The rabbi is the common leader in each Gate and serves each of the six different communities. The rabbi is the connector of the Gates along with the Board which is made up of a representative from each Gate community. Part of the challenge for the Board is to think globally while also affirming the specificity of each Gate’s Jewish commitment. All of this leads to a larger dialogue across Sha’ar Communities about how to live Jewishly.

The Different Gates

  • Gate of Prayer. The Gate of Prayer offers music-filled and meaningful Shabbat and holiday services, which includes dinner and content to enhance the evening in an intimate environment. There is a charge for each Friday program.
  • Gate of Study. The Gate of Study has weekly and monthly classes combining Jewish sources with modern insights. People discuss why the learning matters beyond “me and the world around me.” There is a fee for the sessions.
  • Gate of Tomorrow. This Gate provides educational programming for youth. Teens have a community unto themselves and space to talk about things that matter to them. They meet with senior professionals from across the career spectrum to talk about Jewish identity in the larger world. They do this while creating a nice group of friends. There is a fee for the series.
  • Gate of Repair. This Gate is for those interested in hands-on, multigenerational social activism. This provides an opportunity to contribute based on the idea that “when we give, we walk away the richer, while addressing some of society’s most urgent problems.” There is no fee.
  • Gate of Discovery. This Gate lets participants have interactive Jewish learning experiences through travel. There is an opportunity to experience a whole new country, culture, people, while building community amongst themselves and reflecting on their own identities. There are fees for trip costs and overhead.
  • Gate of Wholeness and Healing. This Gate provides creative ritual and spiritual fellowship for moments of loss, change and transition. Participants gain a feeling that there is a community of compassionate fellow travelers who can make very lonely and destabilizing experiences of grief, loss that much less lonely. Some programs have fees while others do not.
  • Virtual Gate. This Gate provides web-based Jewish programming for those without access to communities. This Gate has enabled local members to log in wherever they are.
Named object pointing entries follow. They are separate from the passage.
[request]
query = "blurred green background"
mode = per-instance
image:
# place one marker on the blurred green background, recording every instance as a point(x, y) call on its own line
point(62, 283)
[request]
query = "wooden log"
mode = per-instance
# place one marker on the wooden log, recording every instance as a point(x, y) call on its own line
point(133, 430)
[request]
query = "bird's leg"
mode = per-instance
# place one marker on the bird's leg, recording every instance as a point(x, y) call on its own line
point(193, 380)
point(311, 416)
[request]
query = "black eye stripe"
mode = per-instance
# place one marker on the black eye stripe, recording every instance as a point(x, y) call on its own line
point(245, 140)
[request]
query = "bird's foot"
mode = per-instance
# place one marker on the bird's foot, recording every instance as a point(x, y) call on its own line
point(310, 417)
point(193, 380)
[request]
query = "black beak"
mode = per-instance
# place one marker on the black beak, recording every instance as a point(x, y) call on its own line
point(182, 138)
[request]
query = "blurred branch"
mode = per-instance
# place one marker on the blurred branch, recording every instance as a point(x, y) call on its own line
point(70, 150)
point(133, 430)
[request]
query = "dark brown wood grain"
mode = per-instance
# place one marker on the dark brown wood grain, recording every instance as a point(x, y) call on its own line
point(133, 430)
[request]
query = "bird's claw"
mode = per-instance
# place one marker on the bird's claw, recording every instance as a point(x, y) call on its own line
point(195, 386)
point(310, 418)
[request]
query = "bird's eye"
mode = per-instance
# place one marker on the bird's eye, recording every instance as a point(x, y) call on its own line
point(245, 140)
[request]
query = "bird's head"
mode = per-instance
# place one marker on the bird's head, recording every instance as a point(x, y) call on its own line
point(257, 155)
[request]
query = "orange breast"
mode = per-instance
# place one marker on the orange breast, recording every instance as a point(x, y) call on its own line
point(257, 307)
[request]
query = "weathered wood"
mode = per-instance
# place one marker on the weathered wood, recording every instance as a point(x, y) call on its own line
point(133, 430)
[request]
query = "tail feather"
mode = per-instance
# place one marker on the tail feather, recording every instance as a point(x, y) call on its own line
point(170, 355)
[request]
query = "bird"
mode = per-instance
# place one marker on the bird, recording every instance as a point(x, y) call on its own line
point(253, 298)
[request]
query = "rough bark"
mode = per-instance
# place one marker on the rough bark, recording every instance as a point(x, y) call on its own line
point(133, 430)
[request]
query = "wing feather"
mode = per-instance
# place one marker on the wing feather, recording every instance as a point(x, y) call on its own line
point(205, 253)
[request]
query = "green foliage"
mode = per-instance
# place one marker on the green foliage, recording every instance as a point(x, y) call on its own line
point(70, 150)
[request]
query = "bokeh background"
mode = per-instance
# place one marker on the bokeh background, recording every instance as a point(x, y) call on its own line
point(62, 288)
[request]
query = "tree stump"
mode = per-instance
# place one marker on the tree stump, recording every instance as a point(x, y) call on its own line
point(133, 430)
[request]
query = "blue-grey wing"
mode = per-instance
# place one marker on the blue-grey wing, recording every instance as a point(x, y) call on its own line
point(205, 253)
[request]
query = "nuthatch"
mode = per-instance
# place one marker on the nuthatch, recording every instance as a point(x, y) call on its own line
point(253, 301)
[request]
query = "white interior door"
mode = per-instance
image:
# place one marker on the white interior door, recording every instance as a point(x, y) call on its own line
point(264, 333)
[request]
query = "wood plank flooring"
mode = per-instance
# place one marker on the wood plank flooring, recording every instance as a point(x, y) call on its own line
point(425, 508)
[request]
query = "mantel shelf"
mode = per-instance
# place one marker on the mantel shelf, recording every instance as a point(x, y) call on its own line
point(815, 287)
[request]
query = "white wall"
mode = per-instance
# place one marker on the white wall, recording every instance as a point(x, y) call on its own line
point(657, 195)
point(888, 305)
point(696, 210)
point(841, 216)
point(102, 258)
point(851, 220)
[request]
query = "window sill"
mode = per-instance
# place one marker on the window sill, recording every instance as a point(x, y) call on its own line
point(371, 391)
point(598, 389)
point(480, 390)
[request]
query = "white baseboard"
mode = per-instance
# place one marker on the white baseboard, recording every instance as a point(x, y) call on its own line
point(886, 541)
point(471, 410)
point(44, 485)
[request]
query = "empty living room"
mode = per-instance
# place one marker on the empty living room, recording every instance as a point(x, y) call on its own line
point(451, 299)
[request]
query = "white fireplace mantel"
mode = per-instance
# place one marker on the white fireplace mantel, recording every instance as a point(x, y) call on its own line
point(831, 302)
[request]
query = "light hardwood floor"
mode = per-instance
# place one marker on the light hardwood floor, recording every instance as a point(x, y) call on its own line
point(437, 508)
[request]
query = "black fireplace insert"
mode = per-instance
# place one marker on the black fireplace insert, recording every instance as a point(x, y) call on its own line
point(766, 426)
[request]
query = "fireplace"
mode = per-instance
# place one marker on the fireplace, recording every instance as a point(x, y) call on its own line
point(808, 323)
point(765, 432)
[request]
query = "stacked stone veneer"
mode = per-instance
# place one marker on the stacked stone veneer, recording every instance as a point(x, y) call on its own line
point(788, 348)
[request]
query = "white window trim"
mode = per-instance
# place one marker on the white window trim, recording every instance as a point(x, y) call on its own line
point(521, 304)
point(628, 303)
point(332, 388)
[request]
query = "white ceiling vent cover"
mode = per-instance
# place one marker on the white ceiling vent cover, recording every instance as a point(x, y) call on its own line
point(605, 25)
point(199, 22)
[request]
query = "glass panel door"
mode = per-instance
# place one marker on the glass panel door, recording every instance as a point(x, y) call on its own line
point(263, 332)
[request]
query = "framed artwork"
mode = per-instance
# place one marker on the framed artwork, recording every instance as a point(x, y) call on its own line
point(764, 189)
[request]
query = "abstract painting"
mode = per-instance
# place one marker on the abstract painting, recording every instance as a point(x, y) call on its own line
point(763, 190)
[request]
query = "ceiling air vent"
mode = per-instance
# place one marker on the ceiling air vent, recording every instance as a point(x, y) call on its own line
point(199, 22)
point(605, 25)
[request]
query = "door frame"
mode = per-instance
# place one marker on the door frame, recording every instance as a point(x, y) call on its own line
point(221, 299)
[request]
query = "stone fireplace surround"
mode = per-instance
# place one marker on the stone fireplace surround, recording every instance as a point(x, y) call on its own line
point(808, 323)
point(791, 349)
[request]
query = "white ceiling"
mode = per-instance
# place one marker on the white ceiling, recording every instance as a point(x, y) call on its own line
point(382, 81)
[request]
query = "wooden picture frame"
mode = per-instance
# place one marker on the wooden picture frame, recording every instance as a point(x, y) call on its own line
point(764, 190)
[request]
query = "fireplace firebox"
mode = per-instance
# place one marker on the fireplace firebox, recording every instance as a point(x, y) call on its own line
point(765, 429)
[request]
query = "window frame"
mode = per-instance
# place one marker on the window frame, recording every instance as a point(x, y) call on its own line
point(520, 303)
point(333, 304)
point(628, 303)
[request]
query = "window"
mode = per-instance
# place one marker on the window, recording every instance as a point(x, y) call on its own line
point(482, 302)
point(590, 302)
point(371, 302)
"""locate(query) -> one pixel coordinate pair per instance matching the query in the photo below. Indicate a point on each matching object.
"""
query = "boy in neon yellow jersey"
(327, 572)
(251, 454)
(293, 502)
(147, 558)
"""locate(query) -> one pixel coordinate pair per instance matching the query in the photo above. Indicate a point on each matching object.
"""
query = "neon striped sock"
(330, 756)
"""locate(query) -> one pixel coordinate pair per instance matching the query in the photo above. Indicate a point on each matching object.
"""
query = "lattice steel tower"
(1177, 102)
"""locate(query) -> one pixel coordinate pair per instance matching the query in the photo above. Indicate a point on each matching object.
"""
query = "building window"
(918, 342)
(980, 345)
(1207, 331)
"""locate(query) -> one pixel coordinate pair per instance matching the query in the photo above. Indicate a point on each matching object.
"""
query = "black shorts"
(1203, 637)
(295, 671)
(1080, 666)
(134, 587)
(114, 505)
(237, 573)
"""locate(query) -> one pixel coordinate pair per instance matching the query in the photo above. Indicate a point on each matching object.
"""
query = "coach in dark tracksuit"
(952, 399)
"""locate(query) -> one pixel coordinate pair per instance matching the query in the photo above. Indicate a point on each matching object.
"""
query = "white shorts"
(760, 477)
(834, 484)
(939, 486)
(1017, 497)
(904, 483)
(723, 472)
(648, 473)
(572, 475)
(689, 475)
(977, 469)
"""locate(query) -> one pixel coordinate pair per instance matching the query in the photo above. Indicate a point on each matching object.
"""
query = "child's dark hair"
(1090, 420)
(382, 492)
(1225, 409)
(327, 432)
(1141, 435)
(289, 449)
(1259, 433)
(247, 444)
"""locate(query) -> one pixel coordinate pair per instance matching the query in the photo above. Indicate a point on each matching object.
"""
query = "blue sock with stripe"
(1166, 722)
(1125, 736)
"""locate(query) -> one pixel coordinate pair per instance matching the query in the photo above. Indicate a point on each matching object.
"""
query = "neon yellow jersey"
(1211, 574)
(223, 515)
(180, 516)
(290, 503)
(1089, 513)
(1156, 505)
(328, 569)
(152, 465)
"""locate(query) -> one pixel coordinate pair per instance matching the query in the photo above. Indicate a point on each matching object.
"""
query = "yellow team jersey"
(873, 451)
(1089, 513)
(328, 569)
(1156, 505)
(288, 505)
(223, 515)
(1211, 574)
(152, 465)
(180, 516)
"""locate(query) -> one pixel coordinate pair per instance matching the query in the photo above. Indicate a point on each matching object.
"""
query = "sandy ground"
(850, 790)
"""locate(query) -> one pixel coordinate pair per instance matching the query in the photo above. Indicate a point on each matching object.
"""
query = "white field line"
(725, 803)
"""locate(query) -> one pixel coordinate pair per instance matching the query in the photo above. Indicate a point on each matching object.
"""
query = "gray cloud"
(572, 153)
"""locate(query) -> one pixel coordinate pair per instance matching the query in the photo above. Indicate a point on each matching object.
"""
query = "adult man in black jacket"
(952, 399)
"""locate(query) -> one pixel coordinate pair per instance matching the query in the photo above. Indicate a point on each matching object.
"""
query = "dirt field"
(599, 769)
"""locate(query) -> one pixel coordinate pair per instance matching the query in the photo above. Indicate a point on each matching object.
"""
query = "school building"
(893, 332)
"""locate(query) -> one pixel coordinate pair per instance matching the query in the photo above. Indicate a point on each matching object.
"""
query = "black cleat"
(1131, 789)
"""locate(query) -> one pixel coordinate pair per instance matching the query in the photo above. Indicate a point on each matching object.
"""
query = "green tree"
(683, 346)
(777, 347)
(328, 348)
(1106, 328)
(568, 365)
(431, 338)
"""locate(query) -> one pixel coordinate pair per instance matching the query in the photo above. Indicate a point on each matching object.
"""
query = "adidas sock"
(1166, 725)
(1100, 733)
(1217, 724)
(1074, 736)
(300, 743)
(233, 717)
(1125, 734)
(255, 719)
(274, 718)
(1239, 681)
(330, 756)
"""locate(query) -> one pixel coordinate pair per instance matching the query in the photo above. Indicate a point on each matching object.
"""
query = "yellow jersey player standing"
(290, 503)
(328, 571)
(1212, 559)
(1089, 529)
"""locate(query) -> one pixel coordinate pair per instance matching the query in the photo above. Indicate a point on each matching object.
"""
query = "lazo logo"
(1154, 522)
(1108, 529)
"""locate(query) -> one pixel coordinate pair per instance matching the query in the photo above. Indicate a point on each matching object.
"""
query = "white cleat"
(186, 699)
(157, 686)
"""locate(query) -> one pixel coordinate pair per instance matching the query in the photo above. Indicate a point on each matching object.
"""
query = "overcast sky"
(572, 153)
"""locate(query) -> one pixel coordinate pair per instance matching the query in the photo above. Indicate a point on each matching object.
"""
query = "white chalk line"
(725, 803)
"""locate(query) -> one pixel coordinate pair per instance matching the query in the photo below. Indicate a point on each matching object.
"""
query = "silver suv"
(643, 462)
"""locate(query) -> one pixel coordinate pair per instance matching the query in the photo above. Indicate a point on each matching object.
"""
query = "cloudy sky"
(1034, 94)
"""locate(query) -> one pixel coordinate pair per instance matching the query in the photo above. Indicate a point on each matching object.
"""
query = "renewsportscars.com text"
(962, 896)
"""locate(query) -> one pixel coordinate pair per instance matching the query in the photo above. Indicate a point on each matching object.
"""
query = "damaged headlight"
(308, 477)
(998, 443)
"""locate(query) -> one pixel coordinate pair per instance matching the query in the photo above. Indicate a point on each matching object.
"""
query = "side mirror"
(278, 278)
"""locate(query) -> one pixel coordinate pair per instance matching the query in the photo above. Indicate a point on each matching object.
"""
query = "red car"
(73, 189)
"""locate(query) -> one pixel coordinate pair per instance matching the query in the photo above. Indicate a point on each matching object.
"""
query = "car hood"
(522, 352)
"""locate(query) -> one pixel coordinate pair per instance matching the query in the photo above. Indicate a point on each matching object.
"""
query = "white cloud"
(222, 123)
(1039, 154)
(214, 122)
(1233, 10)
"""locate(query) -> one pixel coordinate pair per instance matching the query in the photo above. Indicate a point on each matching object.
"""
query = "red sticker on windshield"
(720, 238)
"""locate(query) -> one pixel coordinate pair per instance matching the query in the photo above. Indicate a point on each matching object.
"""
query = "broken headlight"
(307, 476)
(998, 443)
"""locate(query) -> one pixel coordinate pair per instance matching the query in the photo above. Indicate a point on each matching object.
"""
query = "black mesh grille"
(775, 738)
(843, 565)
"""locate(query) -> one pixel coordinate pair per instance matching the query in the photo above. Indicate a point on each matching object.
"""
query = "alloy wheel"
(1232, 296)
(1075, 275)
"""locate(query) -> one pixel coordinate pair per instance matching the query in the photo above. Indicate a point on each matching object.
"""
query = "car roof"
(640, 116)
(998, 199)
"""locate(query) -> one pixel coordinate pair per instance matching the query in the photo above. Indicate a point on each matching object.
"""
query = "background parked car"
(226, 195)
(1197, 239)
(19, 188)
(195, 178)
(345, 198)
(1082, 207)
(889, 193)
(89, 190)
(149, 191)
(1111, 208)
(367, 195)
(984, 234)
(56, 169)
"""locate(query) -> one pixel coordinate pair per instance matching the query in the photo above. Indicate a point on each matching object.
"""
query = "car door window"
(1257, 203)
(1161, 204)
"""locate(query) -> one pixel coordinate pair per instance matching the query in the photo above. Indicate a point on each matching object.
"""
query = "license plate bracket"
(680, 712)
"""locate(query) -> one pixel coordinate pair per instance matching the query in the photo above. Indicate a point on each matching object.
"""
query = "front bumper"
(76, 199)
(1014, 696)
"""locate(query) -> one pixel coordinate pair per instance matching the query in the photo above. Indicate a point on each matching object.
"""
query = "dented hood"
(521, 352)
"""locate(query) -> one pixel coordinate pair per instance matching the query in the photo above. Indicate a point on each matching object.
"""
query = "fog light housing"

There is a desire to make the services and music of Sha’ar available to those who can’t enjoy it live, such as hospital patients and homebound individuals.

Ongoing Innovation

Sha’ar Communities is continually exploring and developing new Gates. Sha’ar continues to look at new revenue models for each Gate and modifications in the overall revenue model for Sha’ar.

Sha’ar is looking at how to more closely connect different Gates without undermining the premise of the model which is based on choice not membership. Sha’ar Communities has recently implemented a fellowship fee across all of the Gates. The fellowship fee is a voluntary suggested fee to sustain the overall organization. The fellowship approach helps people be more aware that though they are exercising their choice to invest in one model, they are part of the larger Sha’ar network.

Sha’ar Communities is an experiment in differentiation and integration. Sha’ar Communities demonstrates it can be sustainable as an integrated network where all of its components are differentiated – differentiated in terms of unique membership, activities, types of competencies needed and above all revenue sources.